Because column vectors containing a pivot are all-zeros except for the pivot, the set of pivot columns must also be LI (see later). You can always represent the free columns as linear combinations of the pivot columns.

If we have an augmented matrix [A | b] :

  1. No Solution. If the last (augmented) column of [A|b] (ie. the column which contains b ) contains a pivot entry.
  2. Restructed Solution Set. If the last row of the matrix is all zeros except the pivot column which is a function of b_1 \ldots b_m .
  3. Exactly One Solution. If the last (augmented) column of [A|b] (ie. the column which contains b ) does not contain a pivot entry and all of the columns of the coefficient part (ie. the columns of A ) do contain a pivot entry.
  4. Infinitely Many Solutions. If the last (augmented) column of [A|b] (ie. the column which contains b ) does not contain a pivot entry and at least one of the columns of the coefficient part (ie. the columns of A ) also does not contain a pivot entry.

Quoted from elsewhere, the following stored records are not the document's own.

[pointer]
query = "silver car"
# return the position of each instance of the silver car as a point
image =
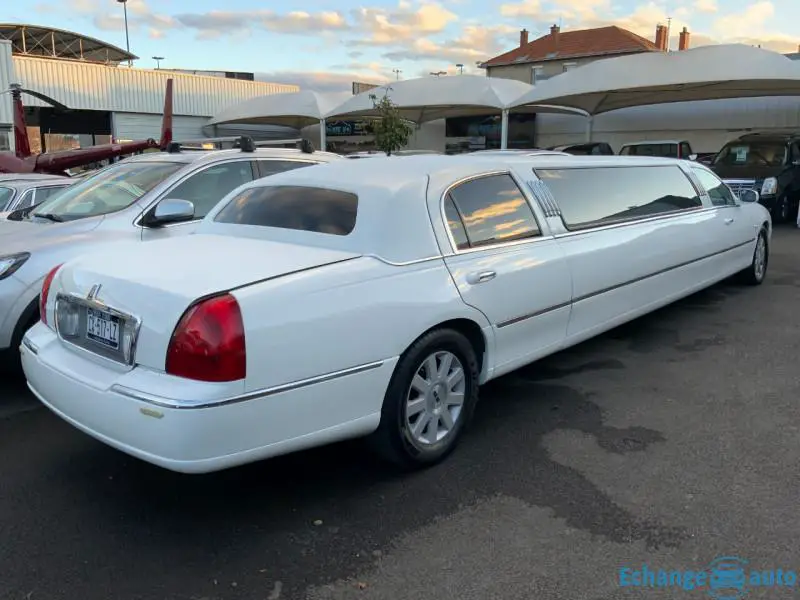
(146, 197)
(25, 191)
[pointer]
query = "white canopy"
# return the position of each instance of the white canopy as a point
(703, 73)
(430, 98)
(292, 109)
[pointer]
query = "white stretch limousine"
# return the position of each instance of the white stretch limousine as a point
(371, 298)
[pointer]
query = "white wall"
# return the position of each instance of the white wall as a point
(139, 126)
(707, 125)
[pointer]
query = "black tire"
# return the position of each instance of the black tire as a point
(755, 275)
(393, 440)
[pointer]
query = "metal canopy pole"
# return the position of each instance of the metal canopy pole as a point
(504, 130)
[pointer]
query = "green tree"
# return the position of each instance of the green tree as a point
(391, 131)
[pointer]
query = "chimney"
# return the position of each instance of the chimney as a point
(661, 37)
(554, 31)
(683, 40)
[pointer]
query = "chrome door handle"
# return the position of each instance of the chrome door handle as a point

Let's look at a quick example of a matrix in echelon-form: \left[ \begin{array}{ccc|c} -5 & -1 & -3 & 3 \\ 0 & 3 & 5 & 8 \\ 0 & 0 & 2 & -4 \end{array} \right]

We can get the solution to the set of simultaneous linear equations using back substitution. Directly from the above row-echelon form (useful because the last row has one pivot and no free variables) matrix we know that: -5x_1 -x_2 -3X3 = 3 \tag{1} 3x_2 + 5x_3 = 8 \tag{2} 2x_3 = -4 \tag{3} From (1) we know: x_3 = -2 \tag{4} Substitute (4) back into (2): 3x_2 + -10 = 8 \implies x_2 = 6 \tag{5} Substitute (5) and (4) back into (1): -5x_1 -6 +6 = 3 \implies x_1 = -\frac{3}{5} \tag{6}

We can use RREF to accomplish the same thing and find the solutions to the above. \left[ \begin{array}{ccc|c} -5 & -1 & -3 & 3 \\ 0 & 3 & 5 & 8 \\ 0 & 0 & 2 & -4 \end{array} \right] \rightarrow \left[ \begin{array}{ccc|c} 1 & \frac{1}{5} & -\frac{3}{5} & -\frac{3}{5} \\ 0 & 3 & 5 & 8 \\ 0 & 0 & 1 & -2 \end{array} \right] \small{(r1 = \frac{r1}{5}, r3 = \frac{r3}{2})} \rightarrow \left[ \begin{array}{ccc|c} 1 & \frac{1}{5} & -\frac{3}{5} & -\frac{3}{5} \\ 0 & 3 & 0 & 18 \\ 0 & 0 & 1 & -2 \end{array} \right] \small{(r2 = r2 - 5r3)} \rightarrow \left[ \begin{array}{ccc|c} 1 & \frac{1}{5} & -\frac{3}{5} & -\frac{3}{5} \\ 0 & 1 & 0 & 6 \\ 0 & 0 & 1 & -2 \end{array} \right] \small{(r2 = \frac{r2}{3})} \rightarrow \left[ \begin{array}{ccc|c} 1 & 0 & 0 & -\frac{3}{5} \\ 0 & 1 & 0 & 6 \\ 0 & 0 & 1 & -2 \end{array} \right] \small{(r1 = r1 + \frac{3r3}{5} \rightarrow, r1 = r1 - \frac{r2}{5})} Which means we come to the same conclusion as we did when doing back substitution, but were able to do it using elementary row operations.

We can not talk about the general solution vector, \vec x , which in this case is: \begin{bmatrix} x_1 \\ x_2 \\ x_3 \end{bmatrix} = \begin{bmatrix} -\frac{3}{5} \\ 6 \\ -2 \end{bmatrix} We can also talk about the solution set, which is the set of all vectors that result in a valid solution to our system of equations. In this case our solution set is trivial: it just has the above vector in it because the RREF had pivots in every column so there is exactly one solution.

Lets, therefore, look at something more interesting. Take the RREF matrix below: \left[ \begin{array}{cccc|c} 1 & 0 & 4 & 9 & 0 \\ 0 & 1 & 8 & 3 & 0 \\ 0 & 0 & 0 & 0 & 0 \\ 0 & 0 & 0 & 0 & 0 \end{array} \right] Now we have two free variables! Now x_3 = a and x_4 = b where a and b can be any values we like. Now the general solution vector looks like this: \begin{bmatrix} x_1 \\ x_2 \\ x_3 \\ x_4 \end{bmatrix} = \begin{bmatrix} -4a - 9b \\ -8a -3b \\ a \\ b \end{bmatrix} How did we get here? We we know from the RREF matrix that: x_1 + 4x_3a + 9x_4b = 0 x_2 + 8x_3a + 3x_4b = 0 We replace x_3 and x_4 with our free variables and then solve for the pivots, thus getting the general solution vector.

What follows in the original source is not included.